I also briefly looked at the famed PPI module (there is talk that it will be integrated into Komodo?), but it takes 8 seconds to process my sample large file on a fast machine. Even caching the result (which you can IMHO hardly do on an edited document) brings it down to just 1.5 seconds. So PPI seems unacceptable as support for syntax highlighting (with ANTLR I get something like 300ms, however with a lower quality of results).
Anyway, PPI might be interesting for less interactive things like refactoring or creating accurate class hierarchies. Maybe you should have a look at it.
Currently I am hesitating whether to check in my latest and "greatest" ANTLR-based code to CVS, mostly because I am unsure whether other EPIC devs could live with it. Not that there is much going on, but one should not take architectural changes like this one too lightly.
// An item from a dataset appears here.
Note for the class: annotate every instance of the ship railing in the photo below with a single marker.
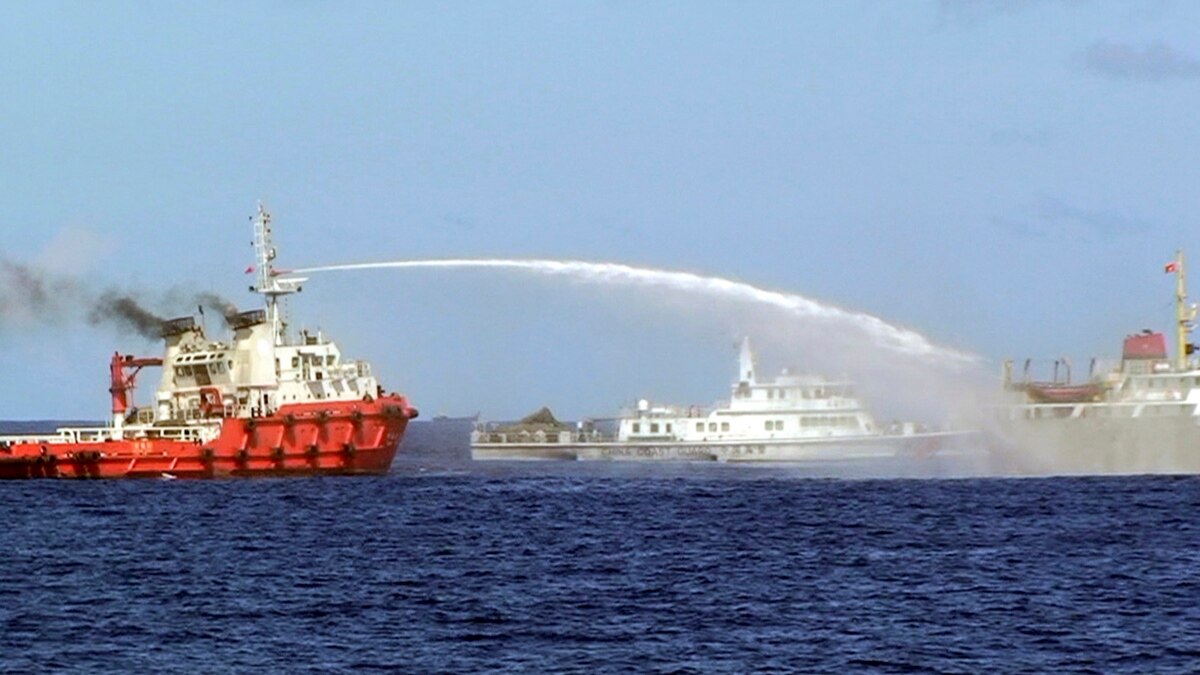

I had a discussion with some students here on Saturday who built an Entity Relationship Editor for Eclipse based on GEF / Graphical Editing Framework:
As I understood, GEF provides a Broadcaster/Listener Architecture to plug in a DataModel of the Graph of the Code (that optionally can be build on EMF / Eclipse Modelling Framework). All Changes to the DataModel will be propagated to GEF, i.e. the Diagram.
You already have the Informations about Classes and Methods (alas not the member Variables, because Perl is to dynamic to predict the members before runtime) somewhere in your Model that makes the Outline View.
With a grep or your new ANTLR-code it should be easy to also have the "use base" informations.
With that Model we could build a nice graphical Class Diagramm (or maybe Class Hierarchy View).
But the point is: I absolutely don't know when I should do this... (it would be nice, by the way, to write some Java Code for change... I miss it. :-) ) I never have written anything for the Eclipse Platform.
And the thing with OpenSubDeclaration and Refactoring: I agree with you, that this one will be very, very difficult (or even impossible?) with Perl, because of is type-lessness, odd syntax and dynamics. I've read non-ending discussions about this but I am not experienced enough to make my own accurate opinion... :-(
I crossed PPI some days ago, but I really don't know if it is powerful enough to do a "move method" or "change method signature"...?
I have also written a GEF-based editor for presenting (Java class and package) dependency diagrams two years ago or so. It was quite fun and easy. The major part of work was implementing a graph layout algorithm because there was nothing suitable in GEF back then (I don't know about today).
The Perl model you mentioned only exists in a rudimentary form for the currently edited file. The way it was implemented originally (and can be seen in the current CVS code), the whole source file is simply grepped through during inactivity, and the results of this operation are directly fed into the Outline view. Note that it also spots the "use" directives found in the file. Folding is implemented on top of the "bracket matching" code, which in turn uses information generated by syntax highlighting. The desirable model-view separation is hardly present - it's all view and very little of the actual "model". But it mostly works and can be certainly admired for that reason.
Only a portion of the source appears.